Below, is a project overview of Caistor Arts and Heritage Centre, which I believe is a prime example of design as a distributed agency. It is a project I was involved with (as a member of the community rather than professionally), but I am pleased to report it is still going extremely well.
Caistor Arts and Heritage Centre is a prime example of how ‘design as a distributed agency’ can lead to positive, meaningful and accessible architecture.
Many of the buildings located within the town centre sadly became vacant and fell into disrepair, but the community within Caistor responded, initiating Caistor Development Partnership (2001) and Caistor Development Trust around a year later.
These groups work closely with West Lindsey District Council and Heritage Lottery Funding, as the majority of the Roman market town is situated within a conservation area.
Once a Methodist Church, the most recent use of 28 Plough Hill was a youth centre –this closed in 2005 as it was financially unsustainable.

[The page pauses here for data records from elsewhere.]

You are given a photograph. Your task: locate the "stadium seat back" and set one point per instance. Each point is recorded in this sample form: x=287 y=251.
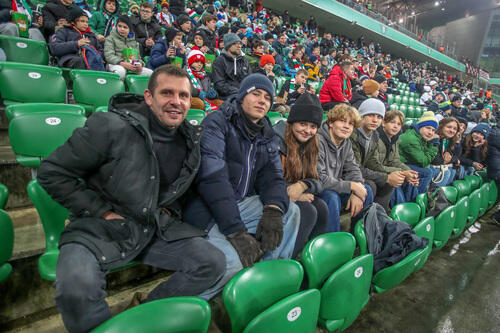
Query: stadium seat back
x=409 y=212
x=137 y=83
x=34 y=136
x=27 y=83
x=173 y=315
x=53 y=217
x=256 y=289
x=6 y=244
x=93 y=89
x=16 y=110
x=195 y=117
x=444 y=224
x=24 y=50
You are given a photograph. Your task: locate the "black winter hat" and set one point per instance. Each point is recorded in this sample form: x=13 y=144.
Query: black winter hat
x=75 y=12
x=306 y=108
x=124 y=19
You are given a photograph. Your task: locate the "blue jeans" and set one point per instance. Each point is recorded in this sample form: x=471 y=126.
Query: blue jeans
x=251 y=212
x=336 y=201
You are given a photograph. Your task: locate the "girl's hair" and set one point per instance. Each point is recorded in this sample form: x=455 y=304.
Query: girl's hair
x=393 y=114
x=344 y=111
x=468 y=144
x=445 y=121
x=299 y=166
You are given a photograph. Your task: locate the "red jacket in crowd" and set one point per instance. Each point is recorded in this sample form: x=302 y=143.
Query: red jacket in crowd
x=337 y=88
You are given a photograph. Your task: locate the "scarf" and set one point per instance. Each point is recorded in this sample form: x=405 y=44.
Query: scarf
x=195 y=77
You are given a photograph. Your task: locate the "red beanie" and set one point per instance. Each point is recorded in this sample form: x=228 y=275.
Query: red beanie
x=265 y=59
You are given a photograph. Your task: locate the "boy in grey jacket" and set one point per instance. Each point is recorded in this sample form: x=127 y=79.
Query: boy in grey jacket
x=338 y=171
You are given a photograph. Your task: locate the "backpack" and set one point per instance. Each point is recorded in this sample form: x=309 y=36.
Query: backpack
x=91 y=58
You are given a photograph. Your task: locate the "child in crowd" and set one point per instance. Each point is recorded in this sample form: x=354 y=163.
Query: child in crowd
x=338 y=171
x=203 y=95
x=103 y=21
x=120 y=39
x=298 y=142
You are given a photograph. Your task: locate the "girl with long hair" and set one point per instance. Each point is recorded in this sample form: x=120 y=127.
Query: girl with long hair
x=298 y=142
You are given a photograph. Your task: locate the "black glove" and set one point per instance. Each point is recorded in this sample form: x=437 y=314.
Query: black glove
x=270 y=229
x=246 y=246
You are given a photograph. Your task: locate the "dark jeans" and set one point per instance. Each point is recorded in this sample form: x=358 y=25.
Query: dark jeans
x=336 y=201
x=81 y=284
x=313 y=222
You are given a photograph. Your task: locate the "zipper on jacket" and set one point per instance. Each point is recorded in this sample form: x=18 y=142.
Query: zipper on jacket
x=248 y=169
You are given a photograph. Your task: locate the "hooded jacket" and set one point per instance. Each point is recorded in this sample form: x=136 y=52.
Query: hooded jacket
x=234 y=167
x=228 y=72
x=96 y=171
x=314 y=186
x=337 y=167
x=333 y=89
x=114 y=45
x=413 y=149
x=98 y=22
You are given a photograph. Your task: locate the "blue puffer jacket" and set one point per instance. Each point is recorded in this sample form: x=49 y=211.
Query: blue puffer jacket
x=232 y=168
x=494 y=153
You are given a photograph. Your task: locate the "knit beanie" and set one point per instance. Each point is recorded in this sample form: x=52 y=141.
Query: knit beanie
x=195 y=56
x=482 y=128
x=124 y=19
x=252 y=82
x=372 y=106
x=306 y=108
x=370 y=86
x=230 y=39
x=266 y=59
x=428 y=119
x=74 y=13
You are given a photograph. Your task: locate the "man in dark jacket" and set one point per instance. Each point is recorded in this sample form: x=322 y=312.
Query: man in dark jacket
x=147 y=30
x=68 y=40
x=230 y=68
x=125 y=187
x=55 y=14
x=243 y=200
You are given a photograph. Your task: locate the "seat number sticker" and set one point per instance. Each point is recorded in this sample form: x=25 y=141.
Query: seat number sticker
x=53 y=121
x=294 y=314
x=34 y=75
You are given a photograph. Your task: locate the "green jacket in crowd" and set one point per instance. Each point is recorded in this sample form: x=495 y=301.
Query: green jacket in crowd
x=114 y=45
x=101 y=22
x=413 y=149
x=368 y=162
x=388 y=153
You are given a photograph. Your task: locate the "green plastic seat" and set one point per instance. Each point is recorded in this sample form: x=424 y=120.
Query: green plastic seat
x=34 y=136
x=389 y=277
x=173 y=315
x=29 y=108
x=137 y=83
x=408 y=212
x=195 y=117
x=344 y=282
x=485 y=198
x=93 y=89
x=27 y=83
x=53 y=217
x=24 y=50
x=6 y=244
x=474 y=181
x=444 y=224
x=493 y=194
x=425 y=229
x=4 y=195
x=462 y=187
x=267 y=298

By 2010, Caistor Development Trust had negotiated a lease for the property with Lincolnshire County Council.
The project was run and managed on site by a steering group that reported back to the Caistor Development Partnership. This is the real advantage of design as a distributed agency, rather than an architect leading the project. It was decided through many meetings and discussions with residents in Caistor, that the former church would be resurrected with flexible meeting/exhibition space, hi-tech IT facilities, a library and archive – all to be supported financially by a cafe.
The project was funded through a BBC SOS Village initiative, and was featured as part of a documentary on BBC One in August 2011. Caistor Arts and Heritage Centre set up a Social Enterprise and received £430,000 worth of funding.
Why was this project a success?
Arguably the main reason this was a deemed a success is because there was no developer involved wanting to make a profit. The end use of the building was something that the town of Caistor needed, supported strongly by community input, as well as comprehensive viability and financial assessments. Caistor Development Partnership engaged with the community, as they themselves are an organisation that are placed within the community, to get the most out of a dilapidated building, to benefit and improve the town where they live.